But my data does not arrive in vectorized quantities how is Vectorized Black Scholes performance relevant to my problem?
Let’s assume your Black Scholes inputs arrive on a session/queue in consecutive microsecond arrival times 0, 1, and n. Assume if you process them as scalars each finishes in 200 milliseconds (using Dr. Johnson’s No Simpsons scalar code), on one core. So they finish as scalar computations at 200ms, ~400ms , and ~n*200ms. Now instead of using Dr. Johnson’s code let’s use that Intel code on one core. We will dynamically aggregate all the Black Scholes inputs arriving on the queue and process them all at once. The input that arrives at 0 mics will wait for the input arriving at n mics before running the Intel code because we need to know the size of the vector at execution time. Well when do the vectorized computations finish? There is only 200ms of computation to do for the first input so it will be done at 200ms + n mics , n-1 mics slower than the scalar result (above). When does the second input complete? 200ms + n mics (~200 ms faster). Unless n is too large, the nth input will be ready at 200ms + n mics as well. As you would expect, vectorized code performance is superior to scalar code performance in the average case for this queuing example.

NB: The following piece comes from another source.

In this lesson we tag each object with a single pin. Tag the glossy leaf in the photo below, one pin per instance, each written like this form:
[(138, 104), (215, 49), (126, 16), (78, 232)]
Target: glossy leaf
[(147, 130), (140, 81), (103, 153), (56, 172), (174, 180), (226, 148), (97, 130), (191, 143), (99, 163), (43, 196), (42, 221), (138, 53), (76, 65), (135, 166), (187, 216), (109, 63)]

But cores are cheap, I will just buy many cores and just use Dr. Johnson’s No Simpsons scalar code. Why should I vectorize in that case?

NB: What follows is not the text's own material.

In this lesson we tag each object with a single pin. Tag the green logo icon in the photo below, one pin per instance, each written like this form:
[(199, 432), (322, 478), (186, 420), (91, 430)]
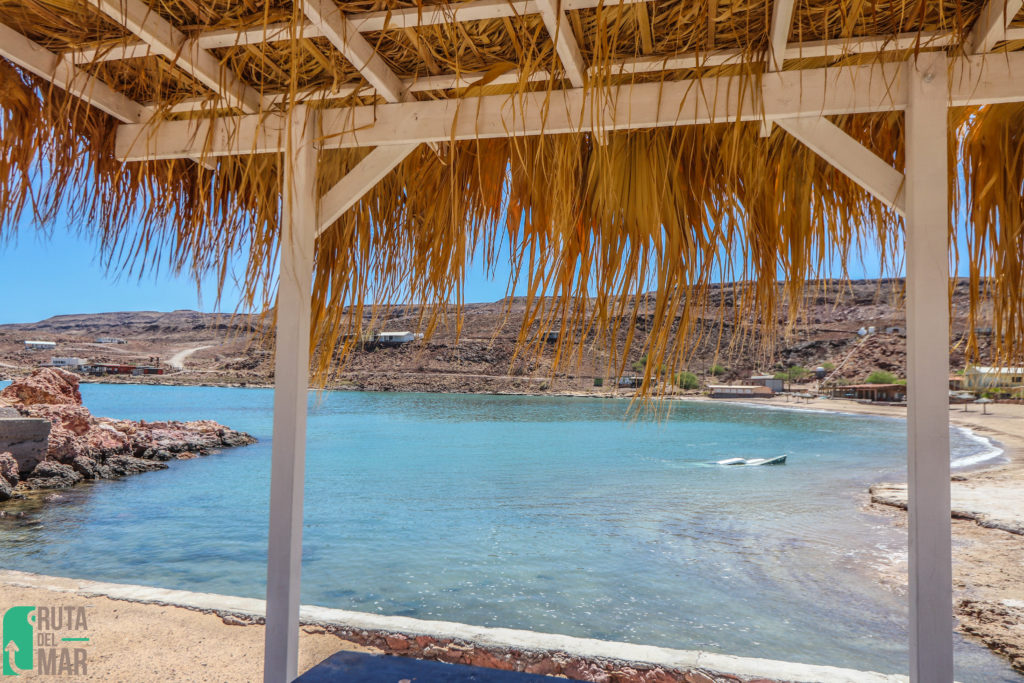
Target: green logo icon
[(18, 624)]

As long as the differences in the input arrival times are small relative to the computation time the vectorized code will have better average case performance than simply massively distributing the scalar code, up to a point. Just run the Intel vector code on all the cores you have. The best case for vectorized code performance is when the input arrival times are more or less simultaneous. The optimal vector length does decrease as the input inter-arrival time increases though. If you can get enough cores so there is no queuing for processing the inputs (200ms/ 1mic, 200K cores, in this example) then there is no obvious opportunity to vectorize profitably. The vectorized code can be run as scalar code or on vectors of varying length depending on how you want handle the queue processing.